He was born in Kirkcudbright, Scotland, the son of a Scottish gardener. At the age of 12 he entered the British merchant marine[?] and went to sea for the first time, as a cabin boy. In 1773, as the commander of a merchant vessel, he killed a mutinous crewman at Tobago in the West Indies and, rather than stay in prison and wait for trial, he fled to North America. At the outbreak of war between the 13 American Colonies and the Kingdom of Great Britain in 1775, John Paul Jones went to Philadelphia, Pennsylvania, and, with the help of two friendly members of the Continental Congress, obtained a Lieutenant's commission in the Continental Navy[?].
He soon made a reputation. The year following he became captain of the sloop USS Providence[?]. In his first adventure aboard the Providence he destroyed the British fisheries in Nova Scotia and captured 16 British prize ships.
In 1777 he took command of the sloop Ranger. Sailing to France in 1778, Jones received from the French the first salute given to the new American flag by a foreign warship[?]. During the spring he terrorized the coastal population of Scotland and England by making daring raids ashore and destroying many British vessels.

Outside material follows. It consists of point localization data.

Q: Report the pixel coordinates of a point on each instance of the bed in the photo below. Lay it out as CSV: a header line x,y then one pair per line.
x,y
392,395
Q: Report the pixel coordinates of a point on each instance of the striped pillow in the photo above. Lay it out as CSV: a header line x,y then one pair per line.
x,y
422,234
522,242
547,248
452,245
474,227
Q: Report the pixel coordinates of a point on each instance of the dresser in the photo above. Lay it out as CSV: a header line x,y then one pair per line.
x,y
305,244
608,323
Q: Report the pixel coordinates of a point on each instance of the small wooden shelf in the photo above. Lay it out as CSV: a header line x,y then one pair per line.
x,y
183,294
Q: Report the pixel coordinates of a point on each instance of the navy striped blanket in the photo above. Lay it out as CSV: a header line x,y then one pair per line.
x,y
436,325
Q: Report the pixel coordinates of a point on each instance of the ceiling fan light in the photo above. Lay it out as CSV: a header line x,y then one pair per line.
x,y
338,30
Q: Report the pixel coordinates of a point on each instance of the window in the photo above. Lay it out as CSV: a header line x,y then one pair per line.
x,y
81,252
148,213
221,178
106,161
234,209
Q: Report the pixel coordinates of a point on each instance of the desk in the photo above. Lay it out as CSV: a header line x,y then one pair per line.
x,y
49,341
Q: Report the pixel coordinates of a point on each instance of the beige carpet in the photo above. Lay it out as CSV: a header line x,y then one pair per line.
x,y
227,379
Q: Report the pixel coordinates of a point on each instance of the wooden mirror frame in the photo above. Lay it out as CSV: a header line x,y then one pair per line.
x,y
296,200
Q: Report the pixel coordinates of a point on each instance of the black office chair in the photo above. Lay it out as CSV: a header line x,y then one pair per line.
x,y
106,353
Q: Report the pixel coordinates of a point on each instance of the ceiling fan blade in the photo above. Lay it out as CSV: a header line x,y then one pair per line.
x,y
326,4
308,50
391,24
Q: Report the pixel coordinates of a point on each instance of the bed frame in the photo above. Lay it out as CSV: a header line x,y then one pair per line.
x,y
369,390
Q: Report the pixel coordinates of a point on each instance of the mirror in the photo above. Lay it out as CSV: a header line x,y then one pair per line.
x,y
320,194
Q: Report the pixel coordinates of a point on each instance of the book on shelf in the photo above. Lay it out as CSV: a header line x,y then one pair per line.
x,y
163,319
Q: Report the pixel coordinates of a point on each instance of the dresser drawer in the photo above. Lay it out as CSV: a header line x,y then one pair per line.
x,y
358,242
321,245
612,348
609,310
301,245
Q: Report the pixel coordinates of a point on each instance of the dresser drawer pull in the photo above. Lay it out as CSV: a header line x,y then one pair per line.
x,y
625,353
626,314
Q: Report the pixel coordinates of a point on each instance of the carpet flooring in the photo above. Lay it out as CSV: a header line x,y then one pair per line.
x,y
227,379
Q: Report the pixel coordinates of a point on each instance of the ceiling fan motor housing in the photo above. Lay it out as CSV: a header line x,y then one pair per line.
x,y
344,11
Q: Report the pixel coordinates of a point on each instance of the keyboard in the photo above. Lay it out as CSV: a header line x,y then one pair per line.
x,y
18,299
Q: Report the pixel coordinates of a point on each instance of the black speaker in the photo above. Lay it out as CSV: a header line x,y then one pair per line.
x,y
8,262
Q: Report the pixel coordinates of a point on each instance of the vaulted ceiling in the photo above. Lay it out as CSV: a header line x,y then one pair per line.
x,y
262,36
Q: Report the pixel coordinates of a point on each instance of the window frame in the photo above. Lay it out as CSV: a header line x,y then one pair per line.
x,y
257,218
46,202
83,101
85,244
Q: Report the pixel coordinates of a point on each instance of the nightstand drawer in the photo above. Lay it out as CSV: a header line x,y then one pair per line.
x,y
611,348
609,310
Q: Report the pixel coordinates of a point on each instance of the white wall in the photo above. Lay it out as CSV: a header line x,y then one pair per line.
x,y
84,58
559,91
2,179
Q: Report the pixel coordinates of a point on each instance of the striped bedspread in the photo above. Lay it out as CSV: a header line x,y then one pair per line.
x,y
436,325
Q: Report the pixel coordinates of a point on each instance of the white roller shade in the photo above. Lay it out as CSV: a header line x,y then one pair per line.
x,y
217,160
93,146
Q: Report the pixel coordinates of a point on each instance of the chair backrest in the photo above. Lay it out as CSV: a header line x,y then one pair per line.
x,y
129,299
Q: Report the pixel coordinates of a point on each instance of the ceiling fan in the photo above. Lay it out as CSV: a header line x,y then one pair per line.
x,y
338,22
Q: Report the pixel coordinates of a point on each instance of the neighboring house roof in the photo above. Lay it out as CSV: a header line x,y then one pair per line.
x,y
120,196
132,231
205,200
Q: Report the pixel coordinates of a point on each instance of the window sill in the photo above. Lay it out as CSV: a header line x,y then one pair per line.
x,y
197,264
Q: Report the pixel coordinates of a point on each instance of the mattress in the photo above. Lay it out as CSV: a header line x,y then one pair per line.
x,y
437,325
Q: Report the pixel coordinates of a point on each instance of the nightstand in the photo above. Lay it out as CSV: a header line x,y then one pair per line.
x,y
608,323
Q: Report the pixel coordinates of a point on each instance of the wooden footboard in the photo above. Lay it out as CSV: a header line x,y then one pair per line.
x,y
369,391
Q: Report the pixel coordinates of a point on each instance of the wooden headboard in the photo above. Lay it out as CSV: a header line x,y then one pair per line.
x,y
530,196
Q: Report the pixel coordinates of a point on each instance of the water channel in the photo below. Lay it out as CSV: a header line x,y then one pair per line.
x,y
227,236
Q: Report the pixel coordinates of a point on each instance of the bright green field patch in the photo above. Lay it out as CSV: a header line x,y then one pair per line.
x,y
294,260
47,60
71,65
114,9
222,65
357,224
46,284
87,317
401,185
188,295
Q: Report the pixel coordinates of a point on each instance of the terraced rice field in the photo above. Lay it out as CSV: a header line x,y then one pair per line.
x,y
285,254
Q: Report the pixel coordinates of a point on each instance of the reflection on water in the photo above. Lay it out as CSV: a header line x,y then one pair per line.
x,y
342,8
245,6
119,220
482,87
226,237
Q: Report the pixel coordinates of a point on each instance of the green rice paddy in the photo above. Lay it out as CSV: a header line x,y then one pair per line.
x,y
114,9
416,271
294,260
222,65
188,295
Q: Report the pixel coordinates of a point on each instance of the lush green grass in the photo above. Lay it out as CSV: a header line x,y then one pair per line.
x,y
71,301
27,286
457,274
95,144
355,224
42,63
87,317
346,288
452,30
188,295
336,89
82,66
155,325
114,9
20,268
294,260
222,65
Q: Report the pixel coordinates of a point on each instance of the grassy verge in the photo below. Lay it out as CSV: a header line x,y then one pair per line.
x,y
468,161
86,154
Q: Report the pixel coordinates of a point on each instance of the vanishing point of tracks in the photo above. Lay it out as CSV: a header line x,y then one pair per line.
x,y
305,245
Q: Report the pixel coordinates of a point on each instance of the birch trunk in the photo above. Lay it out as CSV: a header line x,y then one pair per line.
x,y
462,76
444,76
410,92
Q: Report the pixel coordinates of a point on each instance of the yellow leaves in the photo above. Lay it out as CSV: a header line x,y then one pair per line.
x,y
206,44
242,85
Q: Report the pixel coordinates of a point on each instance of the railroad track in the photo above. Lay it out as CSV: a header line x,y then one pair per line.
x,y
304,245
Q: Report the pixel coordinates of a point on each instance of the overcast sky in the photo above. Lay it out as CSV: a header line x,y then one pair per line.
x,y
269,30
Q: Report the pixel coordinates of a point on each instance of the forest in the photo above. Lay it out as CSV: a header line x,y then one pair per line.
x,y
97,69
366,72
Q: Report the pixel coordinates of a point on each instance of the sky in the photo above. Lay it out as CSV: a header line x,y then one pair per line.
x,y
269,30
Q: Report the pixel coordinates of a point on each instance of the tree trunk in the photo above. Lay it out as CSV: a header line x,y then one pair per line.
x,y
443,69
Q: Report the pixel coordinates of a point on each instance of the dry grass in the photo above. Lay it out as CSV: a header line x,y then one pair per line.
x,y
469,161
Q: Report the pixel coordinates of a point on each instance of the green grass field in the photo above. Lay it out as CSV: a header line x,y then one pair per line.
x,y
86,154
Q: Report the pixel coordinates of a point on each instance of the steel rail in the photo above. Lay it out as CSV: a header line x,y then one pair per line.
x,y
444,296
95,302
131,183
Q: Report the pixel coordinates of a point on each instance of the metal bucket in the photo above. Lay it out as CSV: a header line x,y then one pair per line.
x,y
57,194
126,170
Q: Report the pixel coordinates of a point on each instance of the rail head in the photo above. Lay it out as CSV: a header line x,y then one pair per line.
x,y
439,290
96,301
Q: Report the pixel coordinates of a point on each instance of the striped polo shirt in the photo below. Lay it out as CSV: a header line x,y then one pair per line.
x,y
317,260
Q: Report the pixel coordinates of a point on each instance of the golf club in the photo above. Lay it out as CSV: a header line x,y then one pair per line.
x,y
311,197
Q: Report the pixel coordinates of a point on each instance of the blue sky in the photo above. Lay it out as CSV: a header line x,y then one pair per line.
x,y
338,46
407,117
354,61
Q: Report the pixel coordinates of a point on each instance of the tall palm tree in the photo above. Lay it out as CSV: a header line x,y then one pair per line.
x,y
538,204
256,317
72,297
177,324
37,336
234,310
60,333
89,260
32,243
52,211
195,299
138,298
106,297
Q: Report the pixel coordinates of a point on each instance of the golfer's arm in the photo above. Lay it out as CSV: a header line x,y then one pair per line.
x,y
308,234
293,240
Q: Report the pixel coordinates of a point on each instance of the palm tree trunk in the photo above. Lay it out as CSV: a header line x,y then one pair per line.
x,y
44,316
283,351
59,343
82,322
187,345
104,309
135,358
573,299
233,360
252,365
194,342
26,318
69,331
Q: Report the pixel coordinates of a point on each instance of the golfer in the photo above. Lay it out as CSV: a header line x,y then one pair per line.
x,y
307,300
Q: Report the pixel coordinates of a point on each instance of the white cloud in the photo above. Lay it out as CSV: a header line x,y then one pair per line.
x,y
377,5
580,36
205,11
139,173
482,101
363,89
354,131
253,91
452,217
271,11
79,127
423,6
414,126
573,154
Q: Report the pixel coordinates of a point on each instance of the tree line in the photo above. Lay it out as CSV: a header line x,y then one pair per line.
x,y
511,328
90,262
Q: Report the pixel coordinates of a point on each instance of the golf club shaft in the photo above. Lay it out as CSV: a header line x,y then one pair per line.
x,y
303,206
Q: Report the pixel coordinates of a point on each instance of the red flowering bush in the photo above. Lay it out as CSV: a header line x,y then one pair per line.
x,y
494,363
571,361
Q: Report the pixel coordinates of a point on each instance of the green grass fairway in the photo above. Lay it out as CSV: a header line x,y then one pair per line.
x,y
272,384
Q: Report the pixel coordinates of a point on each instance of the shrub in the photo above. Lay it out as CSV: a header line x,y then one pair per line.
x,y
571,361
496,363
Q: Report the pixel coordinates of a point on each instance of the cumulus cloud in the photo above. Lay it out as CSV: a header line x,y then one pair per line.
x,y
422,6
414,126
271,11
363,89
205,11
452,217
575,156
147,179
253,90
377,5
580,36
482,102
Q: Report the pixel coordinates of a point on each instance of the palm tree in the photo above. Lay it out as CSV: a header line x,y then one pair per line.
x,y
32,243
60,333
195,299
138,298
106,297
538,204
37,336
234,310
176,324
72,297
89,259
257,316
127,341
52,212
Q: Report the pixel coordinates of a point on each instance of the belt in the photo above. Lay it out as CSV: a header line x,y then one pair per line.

In 1779 Captain Jones took command of the USS Bonhomme Richard, a merchant ship rebuilt and gifted to America by French shipping magnate, Jacques-Donatien Le Ray. On September 23 of that year, Jones encountered the British frigate HMS Serapis[?] in the North Sea. Sailing in close, Captain Jones had his men lash the Bonhomme Richard to the British ship, fighting the battle at point-blank range. During the fight, two of his cannon exploded, and the British captain demanded to know from Jones if he was then ready to surrender. John Paul Jones' now famous response was: "Sir, I have not yet begun to fight." The American crew eventually boarded and took control of the Serapis and from its deck they watched the USS Bonhomme Richard sink to the bottom of the North Sea.
In 1792 Jones was appointed U.S. Consul to Algiers, but on July 18 he died before the commission arrived. He was buried in Paris, France, but in 1905 his remains were removed from his long-forgotton grave and brought to the United States where, in 1913, he was interred in the Chapel of the United States Naval Academy at Annapolis, Maryland.